Do you call yourself a creative? This is your category. Each of these games offer literally millions of ways to express yourself through art, fashion and personality.

  • Animal Crossing: New Horizons (Nintendo Switch): It’s the “it” game of the current pandemic, and for good reason. The game is simple in how it controls, and simulates a busy day of errands and work. The game’s objectives are as simple as “collecting fruit” or “chopping down trees,” largely done with just two buttons. But the real reward is customizing your town (or in this case, island) and character. There’s a lot of freedom to tailor the appearances of buildings, streets, environments and your own home to your exact aesthetic.
  • The Sims 4 (PlayStation 4, Xbox One, Windows/MacOS): If you want a life simulator more grounded in reality, The Sims series has been an introduction to gaming for the last two decades. It’s a life simulator, job simulator and home builder all in one, all free of any prohibitive mechanics. And the topic matter is easy to grasp since it deals with modern day-to-day issues like getting a job, filling out your fridge, going to yoga or even raising a family.
  • Minecraft (iOS/Android, all consoles, Windows): This game shows up again not just because it’s sort of the “every game” of the industry, but it’d be illegal to not mention it under a section about creativity. From building replicas of famous architecture to creating an actual working computer inside the game, no other title allows for as much creativity as Minecraft.

Action/Excitement

This is the stereotypical video game genre. You want to be thrilled, and you want something more fast-paced, with just a little bit of mayhem in the mix. These are probably the hardest types of games for beginners, but there are still plenty of options to ease your way in.

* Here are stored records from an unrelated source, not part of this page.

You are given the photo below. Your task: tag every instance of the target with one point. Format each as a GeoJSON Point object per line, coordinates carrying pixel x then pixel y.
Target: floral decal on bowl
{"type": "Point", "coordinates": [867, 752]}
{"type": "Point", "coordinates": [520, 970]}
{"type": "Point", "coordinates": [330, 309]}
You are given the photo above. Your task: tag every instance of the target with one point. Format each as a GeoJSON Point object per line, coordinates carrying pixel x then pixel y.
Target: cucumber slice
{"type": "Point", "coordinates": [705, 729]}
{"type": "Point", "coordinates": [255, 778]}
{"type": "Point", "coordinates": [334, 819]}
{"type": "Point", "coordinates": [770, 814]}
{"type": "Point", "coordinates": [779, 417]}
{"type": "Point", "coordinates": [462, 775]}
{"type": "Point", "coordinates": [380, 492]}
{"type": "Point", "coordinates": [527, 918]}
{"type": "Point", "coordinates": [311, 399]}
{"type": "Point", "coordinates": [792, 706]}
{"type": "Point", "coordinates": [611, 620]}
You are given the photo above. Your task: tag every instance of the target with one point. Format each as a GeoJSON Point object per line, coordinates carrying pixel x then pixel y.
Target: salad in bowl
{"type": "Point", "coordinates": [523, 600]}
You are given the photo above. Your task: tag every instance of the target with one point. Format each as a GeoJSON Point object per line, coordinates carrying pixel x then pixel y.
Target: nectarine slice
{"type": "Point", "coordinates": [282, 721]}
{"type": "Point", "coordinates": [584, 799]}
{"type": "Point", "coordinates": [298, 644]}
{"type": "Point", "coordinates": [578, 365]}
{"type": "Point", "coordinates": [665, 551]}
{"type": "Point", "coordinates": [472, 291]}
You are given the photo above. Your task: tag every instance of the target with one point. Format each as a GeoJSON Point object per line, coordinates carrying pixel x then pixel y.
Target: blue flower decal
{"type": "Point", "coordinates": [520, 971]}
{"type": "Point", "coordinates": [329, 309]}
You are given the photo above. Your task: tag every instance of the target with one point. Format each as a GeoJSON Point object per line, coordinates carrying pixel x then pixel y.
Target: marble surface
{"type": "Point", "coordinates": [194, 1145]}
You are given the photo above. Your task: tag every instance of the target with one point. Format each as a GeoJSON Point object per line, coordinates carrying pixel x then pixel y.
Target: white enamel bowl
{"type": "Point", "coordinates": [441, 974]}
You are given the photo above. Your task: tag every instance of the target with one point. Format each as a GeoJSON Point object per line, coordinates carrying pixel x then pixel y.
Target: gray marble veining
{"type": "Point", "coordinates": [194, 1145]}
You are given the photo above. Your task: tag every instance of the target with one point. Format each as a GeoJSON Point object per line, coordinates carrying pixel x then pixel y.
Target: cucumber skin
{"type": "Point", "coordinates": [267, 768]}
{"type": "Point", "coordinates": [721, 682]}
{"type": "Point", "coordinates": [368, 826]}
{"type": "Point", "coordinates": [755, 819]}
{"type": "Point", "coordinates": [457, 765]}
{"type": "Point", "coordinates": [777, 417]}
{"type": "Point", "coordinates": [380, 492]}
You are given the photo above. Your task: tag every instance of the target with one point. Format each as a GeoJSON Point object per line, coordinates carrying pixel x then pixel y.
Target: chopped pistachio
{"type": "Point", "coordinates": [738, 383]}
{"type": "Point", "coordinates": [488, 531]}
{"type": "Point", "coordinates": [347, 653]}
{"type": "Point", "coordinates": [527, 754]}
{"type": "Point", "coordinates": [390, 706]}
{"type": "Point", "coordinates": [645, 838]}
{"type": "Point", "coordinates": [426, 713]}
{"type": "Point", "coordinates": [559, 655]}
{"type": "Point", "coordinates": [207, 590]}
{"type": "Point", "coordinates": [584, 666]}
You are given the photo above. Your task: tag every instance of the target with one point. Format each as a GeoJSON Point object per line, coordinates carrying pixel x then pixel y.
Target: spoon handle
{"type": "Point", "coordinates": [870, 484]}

  • New Super Mario Bros. U Deluxe (Nintendo Switch): It’s the same 2D Mario game you know and love, and it’s one of the best ever made. Better yet, you can play through the game as two characters (Toadette and Nabbit) which are designed for inexperienced players. Both make the game significantly easier, with Nabbit being all but invincible. Last century, Mario games trained the world on how to navigate a 2D game. Toadette and Nabbit are there to make sure it stays that way.
  • LEGO Marvel Super Heroes (iOS/Android, all consoles, Windows/MacOS): The LEGO brand action games are perfect for inexperienced players, since there’s no real way to lose in them. If your LEGO Spider-Man “dies,” he just simply pops back in and you can keep going. Any LEGO-branded action game will do, but the Marvel characters add some familiarity and variety. These games can be played with local cooperative multiplayer, so they’re fun and accessible for the whole family.
  • Halo: The Master Chief Collection (Xbox One, Windows): This might be a surprise, considering the franchise is often tied to the “hardcore” crowd. But Halo was the first game to popularize the dual-stick controls for first-person shooters. As Mario is to 2D platformers, Halo is to the modern shooter. If you’re feeling confident to try your hand at first-person shooting, play the first Halo game in this collection. It’s how an entire generation learned. And don’t ever be ashamed for putting any of these games in “easy” mode. They are part of the game, and they were made specifically for you.

We’ve yet to discuss a lot of aspects about gaming, including general gaming rules about controls and the different online services offered. Every game and every platform offers something different, and when it comes to more granular aspects, Google and YouTube are your best friend. Gamers and gaming studios have been putting up guides and instructions for the last two decades, and the Internet is full of good, tried-and-true advice.